‘No! no!’ answered Ann; ‘that’s all right. We’ve got the money ready for him, and now we’ll make you as comfortable as we can. Sam run down and bring me a light, that’s a good fellow.’
‘I’m not going to live long,’ said the stranger, ‘and I’m afraid of being turned out, but I can never pay you back again. There’s no more work in me, and my money’s done; I can’t pay you.’
‘Never mind,’ she answered, ‘we’re only doing as we’d be done by, so don’t you worry about it. Here’s Sam coming with a candle; and now I’ll put your bed straight.’
But when the light was brought in, and Ann looked down at the poor covering on the mattress, she uttered a little scream of amazement, and sank down on a box beside the bed of the sick man. Sam himself stood as still as a stone, staring, as she did, at the clothes which lay across the bed. There was his old wedding waistcoat; he knew it by a patch which Ann had put into it very carefully. Was it possible that the nine five-pound notes were still safely hidden in the lining?
‘That’s an old waistcoat of mine,’ he said, as soon as he could speak; ‘I never thought to see it again.’
‘I bought it soon after I came here,’ answered the attic tenant; ‘an old-clothesman offered it for a shilling. It’s been a good warm waistcoat; but I’ve worn it for the last time.’

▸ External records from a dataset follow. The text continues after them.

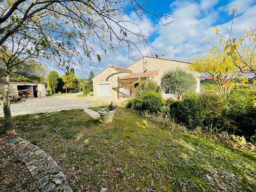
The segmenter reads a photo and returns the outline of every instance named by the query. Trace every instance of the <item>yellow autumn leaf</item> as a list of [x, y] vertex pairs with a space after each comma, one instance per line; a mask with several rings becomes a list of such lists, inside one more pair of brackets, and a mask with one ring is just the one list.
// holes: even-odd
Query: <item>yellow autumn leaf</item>
[[224, 64], [225, 63], [226, 63], [226, 57], [224, 57], [224, 59], [223, 59], [223, 60], [222, 61], [222, 62]]
[[236, 55], [235, 55], [232, 58], [232, 59], [234, 62], [236, 62], [236, 61], [237, 61], [237, 57]]
[[236, 46], [235, 45], [233, 45], [231, 46], [230, 48], [231, 51], [234, 52], [236, 49]]
[[227, 44], [225, 47], [224, 47], [224, 51], [226, 50], [226, 49], [227, 49], [229, 47], [229, 44]]

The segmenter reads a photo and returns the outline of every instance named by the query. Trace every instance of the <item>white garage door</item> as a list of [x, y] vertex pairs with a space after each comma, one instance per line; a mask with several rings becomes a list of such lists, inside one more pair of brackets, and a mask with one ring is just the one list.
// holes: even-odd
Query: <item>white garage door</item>
[[98, 85], [99, 96], [110, 96], [110, 85], [109, 84]]

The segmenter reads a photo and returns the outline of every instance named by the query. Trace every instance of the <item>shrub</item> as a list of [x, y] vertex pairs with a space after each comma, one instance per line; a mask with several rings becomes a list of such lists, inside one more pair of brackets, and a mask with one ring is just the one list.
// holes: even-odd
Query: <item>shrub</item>
[[238, 133], [247, 136], [255, 134], [256, 107], [253, 104], [252, 93], [233, 90], [224, 97], [225, 115], [234, 122]]
[[128, 99], [126, 102], [126, 107], [130, 109], [141, 110], [140, 101], [136, 98]]
[[[145, 82], [143, 82], [139, 85], [138, 87], [136, 88], [137, 90], [137, 94], [138, 95], [142, 94], [143, 92], [144, 87], [145, 87]], [[157, 91], [158, 90], [158, 85], [155, 81], [153, 81], [151, 80], [149, 80], [148, 81], [148, 84], [147, 85], [147, 87], [146, 87], [146, 92], [145, 93], [147, 93], [149, 92], [153, 92], [155, 93], [157, 93]]]
[[75, 93], [77, 93], [77, 90], [75, 89], [70, 89], [69, 91], [68, 91], [68, 93], [71, 94], [74, 94]]
[[184, 123], [190, 128], [203, 125], [203, 107], [197, 95], [193, 93], [186, 94], [183, 100], [174, 102], [173, 104], [172, 107], [175, 110], [172, 110], [171, 112], [179, 122]]
[[204, 124], [208, 127], [223, 127], [222, 117], [224, 111], [224, 103], [222, 96], [210, 92], [202, 93], [199, 96], [205, 116]]
[[145, 94], [142, 109], [156, 113], [160, 111], [161, 108], [164, 104], [164, 100], [162, 99], [161, 94], [151, 91]]

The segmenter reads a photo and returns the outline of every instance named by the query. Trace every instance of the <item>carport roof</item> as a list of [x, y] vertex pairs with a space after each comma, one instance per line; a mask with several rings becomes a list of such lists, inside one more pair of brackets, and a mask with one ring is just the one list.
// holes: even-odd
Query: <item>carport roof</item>
[[112, 67], [112, 68], [115, 68], [116, 69], [123, 70], [125, 70], [125, 71], [131, 71], [131, 70], [125, 68], [120, 67], [120, 66], [114, 66], [113, 64], [111, 65], [109, 65], [109, 66], [110, 66], [110, 67]]
[[153, 77], [158, 74], [159, 71], [154, 71], [145, 72], [145, 73], [137, 73], [133, 74], [129, 74], [120, 78], [120, 80], [134, 79], [138, 79], [139, 77], [145, 78], [147, 77]]

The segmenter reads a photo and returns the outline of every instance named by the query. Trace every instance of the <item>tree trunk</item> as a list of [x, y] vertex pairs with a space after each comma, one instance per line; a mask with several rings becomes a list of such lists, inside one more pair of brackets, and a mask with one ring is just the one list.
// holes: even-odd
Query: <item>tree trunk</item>
[[4, 115], [4, 130], [6, 134], [16, 134], [13, 122], [11, 117], [11, 109], [10, 108], [10, 100], [9, 99], [9, 86], [10, 84], [10, 75], [5, 76], [5, 83], [3, 88], [2, 98], [1, 99], [1, 104]]

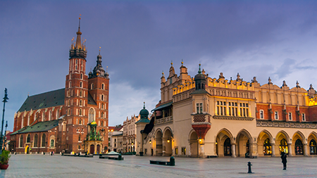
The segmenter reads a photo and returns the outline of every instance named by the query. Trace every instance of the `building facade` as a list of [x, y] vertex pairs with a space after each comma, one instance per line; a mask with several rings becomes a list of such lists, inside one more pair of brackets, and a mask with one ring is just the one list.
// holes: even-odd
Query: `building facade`
[[[100, 50], [96, 67], [86, 74], [87, 51], [81, 37], [80, 18], [76, 34], [65, 88], [27, 96], [15, 114], [11, 138], [13, 151], [92, 153], [108, 150], [108, 74], [101, 65]], [[89, 134], [90, 128], [95, 134]]]
[[131, 119], [127, 117], [123, 122], [123, 151], [124, 153], [135, 152], [135, 148], [138, 146], [137, 138], [137, 122], [139, 120], [139, 115], [131, 116]]
[[317, 95], [297, 82], [290, 88], [211, 78], [201, 70], [194, 78], [182, 65], [161, 78], [161, 101], [151, 122], [138, 127], [149, 155], [216, 156], [314, 155], [317, 141]]

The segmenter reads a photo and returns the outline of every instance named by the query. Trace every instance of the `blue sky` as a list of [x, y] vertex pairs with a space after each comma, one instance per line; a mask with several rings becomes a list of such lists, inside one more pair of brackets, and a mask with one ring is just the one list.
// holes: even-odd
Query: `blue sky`
[[201, 63], [213, 78], [239, 72], [261, 84], [271, 77], [278, 86], [317, 86], [316, 9], [316, 1], [1, 1], [0, 97], [6, 87], [8, 129], [28, 94], [65, 87], [80, 14], [86, 73], [101, 47], [115, 125], [138, 115], [144, 101], [149, 110], [155, 107], [171, 61], [179, 74], [182, 59], [192, 77]]

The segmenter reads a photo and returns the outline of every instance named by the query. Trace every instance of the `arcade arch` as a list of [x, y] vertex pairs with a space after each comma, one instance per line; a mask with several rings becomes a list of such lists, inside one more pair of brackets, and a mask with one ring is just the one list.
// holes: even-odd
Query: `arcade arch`
[[222, 129], [219, 131], [216, 139], [216, 153], [218, 156], [232, 155], [232, 134], [228, 129]]

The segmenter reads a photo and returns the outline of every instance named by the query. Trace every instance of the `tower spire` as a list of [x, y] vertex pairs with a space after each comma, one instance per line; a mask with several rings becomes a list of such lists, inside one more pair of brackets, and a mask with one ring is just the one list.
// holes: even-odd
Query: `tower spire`
[[82, 49], [82, 32], [80, 32], [80, 16], [82, 15], [80, 14], [80, 18], [79, 18], [79, 25], [78, 25], [78, 32], [76, 32], [77, 34], [77, 39], [76, 39], [76, 45], [75, 46], [75, 49]]

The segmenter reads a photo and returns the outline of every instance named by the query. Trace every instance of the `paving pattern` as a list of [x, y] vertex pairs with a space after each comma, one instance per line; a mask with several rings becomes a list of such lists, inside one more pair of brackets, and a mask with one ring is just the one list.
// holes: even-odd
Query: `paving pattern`
[[[175, 158], [175, 166], [150, 165], [168, 157], [123, 156], [124, 160], [61, 156], [13, 155], [0, 177], [317, 177], [317, 157], [287, 158], [282, 170], [280, 158]], [[247, 174], [247, 163], [254, 174]]]

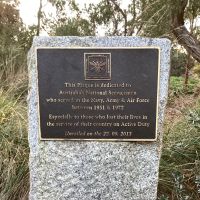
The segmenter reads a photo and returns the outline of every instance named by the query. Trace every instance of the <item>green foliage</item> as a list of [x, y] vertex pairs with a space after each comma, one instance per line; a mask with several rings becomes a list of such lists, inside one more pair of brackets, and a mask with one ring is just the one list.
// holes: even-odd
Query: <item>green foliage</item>
[[175, 97], [179, 97], [180, 95], [194, 94], [199, 87], [200, 87], [199, 79], [190, 78], [188, 85], [185, 86], [183, 77], [172, 76], [170, 78], [169, 100], [172, 100]]
[[194, 66], [194, 73], [200, 78], [200, 64]]
[[200, 199], [200, 129], [196, 126], [200, 118], [199, 98], [194, 108], [179, 110], [181, 114], [175, 121], [165, 122], [159, 196], [174, 200]]
[[0, 199], [27, 199], [29, 190], [26, 105], [0, 92]]
[[171, 76], [182, 76], [187, 65], [187, 55], [177, 49], [172, 49], [171, 54]]

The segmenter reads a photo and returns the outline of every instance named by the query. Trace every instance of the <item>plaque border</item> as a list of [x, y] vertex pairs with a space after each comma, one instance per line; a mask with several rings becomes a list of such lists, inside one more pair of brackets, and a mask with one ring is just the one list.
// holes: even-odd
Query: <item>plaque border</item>
[[[158, 112], [159, 112], [159, 99], [160, 99], [160, 65], [161, 65], [161, 47], [160, 46], [130, 46], [130, 47], [123, 47], [123, 46], [115, 46], [115, 47], [77, 47], [77, 46], [69, 46], [69, 47], [45, 47], [45, 46], [38, 46], [34, 48], [34, 52], [36, 55], [36, 84], [37, 84], [37, 91], [36, 91], [36, 98], [37, 98], [37, 110], [38, 110], [38, 140], [39, 141], [95, 141], [95, 142], [156, 142], [158, 139]], [[40, 99], [39, 99], [39, 74], [38, 74], [38, 59], [37, 59], [37, 51], [40, 49], [157, 49], [158, 50], [158, 74], [157, 74], [157, 101], [156, 101], [156, 127], [155, 127], [155, 138], [152, 139], [96, 139], [96, 138], [87, 138], [87, 139], [80, 139], [80, 138], [42, 138], [41, 135], [41, 125], [40, 125]], [[110, 59], [111, 61], [111, 59]], [[85, 63], [85, 60], [84, 60]], [[111, 66], [110, 66], [111, 67]], [[85, 72], [84, 72], [85, 73]]]

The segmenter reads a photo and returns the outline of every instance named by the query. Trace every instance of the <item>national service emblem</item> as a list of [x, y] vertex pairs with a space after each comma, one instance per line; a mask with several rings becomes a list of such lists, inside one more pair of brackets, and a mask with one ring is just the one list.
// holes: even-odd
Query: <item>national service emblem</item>
[[85, 53], [85, 80], [111, 79], [111, 53]]

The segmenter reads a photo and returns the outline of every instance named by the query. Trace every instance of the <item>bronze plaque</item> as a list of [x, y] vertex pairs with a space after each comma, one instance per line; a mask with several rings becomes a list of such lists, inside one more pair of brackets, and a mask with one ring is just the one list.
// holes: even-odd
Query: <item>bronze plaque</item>
[[160, 50], [38, 48], [41, 140], [155, 141]]

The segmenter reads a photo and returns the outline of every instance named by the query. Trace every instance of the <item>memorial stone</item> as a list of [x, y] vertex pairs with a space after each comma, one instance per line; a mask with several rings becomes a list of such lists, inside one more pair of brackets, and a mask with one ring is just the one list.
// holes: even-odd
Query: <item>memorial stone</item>
[[170, 41], [35, 37], [30, 200], [154, 200]]

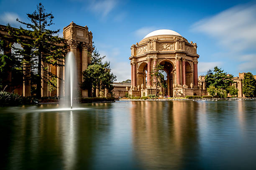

‘I’ll give you a couple of blankets for it,’ said Sam, eagerly. ‘My wife sold it without asking me, and it was my wedding waistcoat, you see. I didn’t want to part with it.’
‘Take it, and welcome, without any blankets,’ he answered; ‘you’ve done enough for me already.’
‘No,’ said Ann, ‘I’ll bring the blankets.’
She was trembling with excitement, but she would not leave the poor man until she had stopped up the broken panes, made the bed comfortable, and wrapped him well up in some warm blankets. Then she went down to their own room, and found Sam waiting for her before opening the seam in the lining of the waistcoat. Even his hand shook, but he managed to unpick a few stitches, and draw out a crumpled bit of paper. Yes; they were all there, the nine five-pound notes he had never expected to touch again.